On ne peut pas vraiment reprocher aux scénaristes de faire avancer leur histoire en restreignant la dimension sociale de leur propos (bien que la condition précaire des transexuel(le)s soit évidemment abordée en filigrane à travers les choix contraints des personnages). Elektra perd tout parce qu'elle est une femme « entière » comme elle le dit : en accédant à son bonheur, elle doit faire le deuil d'une réussite qui lui plaisait. De plus, l'épisode nous sert un bal plus déluré que d'ordinaire, célébrant l'étrangeté. L'épisode le plus banal sur le plan narratif nous offre le bal le plus original de la saison : c'est un paradoxe qui incarne à merveille l'ambivalence des bals auxquels les personnages participent. Au quotidien, ces hommes et ces femmes sont « bizarres » mais en défilant, ils ne sont que des originaux parmi tant d'autres. Le personnage d'Evan Peters ne s'y trompe pas : abasourdi par le surplus de « liberté » offert par les bals, il se détourne de ce qu'il est vraiment, quitte à abandonner celle qui l'a initié.

La force de l'épisode est plutôt à trouver du côté d'Elektra qui ressort définitivement gagnante de cette nouvelle incursion dans le New York underground des années 80. L'une des dernières séquences, qui la voit rejoindre un travail humiliant dans un peep-show, la magnifie en la rabaissant. Contrainte de s'exhiber devant des hommes (et des femmes?), elle voit ses ambitions s'effondrer alors que le montage parallèle la rapproche d'Angel, elle aussi condamnée par un amant indécis. Difficile de ne pas ressentir de la pitié en observant ces femmes éprises de liberté et de bonheur, dorénavant contraintes de vivoter dans des espaces sombres et clos. Considérée comme une antagoniste en début de saison, Elektra attire désormais la sympathie du spectateur, conscient qu'elle n'a pas toujours fait les bons choix mais qu'elle ne mérite pas les revers qu'elle essuie. Dominique Jackson était finalement le bon choix à faire pour l'incarner : surjouant dans son rôle de mère autoritaire, elle se révèle dans les cadres intimistes.

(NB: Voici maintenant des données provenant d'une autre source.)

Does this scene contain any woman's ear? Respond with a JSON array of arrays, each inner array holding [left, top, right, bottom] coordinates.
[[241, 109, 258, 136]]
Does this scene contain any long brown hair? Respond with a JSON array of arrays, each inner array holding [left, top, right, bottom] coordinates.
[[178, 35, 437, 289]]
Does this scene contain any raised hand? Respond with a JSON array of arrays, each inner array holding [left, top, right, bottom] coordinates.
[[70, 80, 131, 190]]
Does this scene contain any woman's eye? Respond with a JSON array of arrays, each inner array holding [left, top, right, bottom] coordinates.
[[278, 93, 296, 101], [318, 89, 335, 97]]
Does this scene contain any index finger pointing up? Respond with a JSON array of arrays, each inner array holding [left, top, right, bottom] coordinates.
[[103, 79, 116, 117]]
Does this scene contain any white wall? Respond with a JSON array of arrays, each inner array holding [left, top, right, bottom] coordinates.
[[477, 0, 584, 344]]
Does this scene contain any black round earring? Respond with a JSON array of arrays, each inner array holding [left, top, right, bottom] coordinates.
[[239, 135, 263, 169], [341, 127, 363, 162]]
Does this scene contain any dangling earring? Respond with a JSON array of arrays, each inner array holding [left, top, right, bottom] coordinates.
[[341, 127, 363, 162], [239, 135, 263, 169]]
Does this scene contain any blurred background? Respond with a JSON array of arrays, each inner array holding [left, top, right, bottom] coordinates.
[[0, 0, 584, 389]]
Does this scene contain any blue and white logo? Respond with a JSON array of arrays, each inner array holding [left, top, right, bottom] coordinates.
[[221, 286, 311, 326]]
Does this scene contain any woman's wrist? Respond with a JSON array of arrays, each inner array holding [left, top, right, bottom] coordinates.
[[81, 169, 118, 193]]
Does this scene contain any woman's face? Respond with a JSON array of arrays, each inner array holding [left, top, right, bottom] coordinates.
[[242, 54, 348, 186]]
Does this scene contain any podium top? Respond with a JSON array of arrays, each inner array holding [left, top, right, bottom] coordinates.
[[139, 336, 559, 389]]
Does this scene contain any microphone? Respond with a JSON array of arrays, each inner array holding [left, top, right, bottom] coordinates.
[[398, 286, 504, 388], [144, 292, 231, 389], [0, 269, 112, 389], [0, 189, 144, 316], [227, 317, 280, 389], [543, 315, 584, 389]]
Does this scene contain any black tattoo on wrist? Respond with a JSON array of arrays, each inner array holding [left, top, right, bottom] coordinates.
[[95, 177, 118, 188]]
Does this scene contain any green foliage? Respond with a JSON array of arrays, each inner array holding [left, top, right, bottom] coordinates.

En somme, un septième épisode dynamique qui parvient à faire avancer les fils narratifs avec intelligence. Même si le propos social y est moins dense que d’habitude, l’ensemble convainc parce que le cœur continue de motiver l'équipe créative. A trop viser l'excellence, Pose peut parfois décevoir (un peu) en se contentant d'accumuler des tensions entre ses personnages. Mais c'est un épisode qui reste très bon, d'autant plus qu'il prépare le season finale avec méthode.

8/10

Bilan

Un septième épisode tragique qui se referme sur un pessimisme peu habituel pour le show. En nous habituant à l'excellence, Pose s'ouvre aux légères déceptions avec des épisodes juste très bons.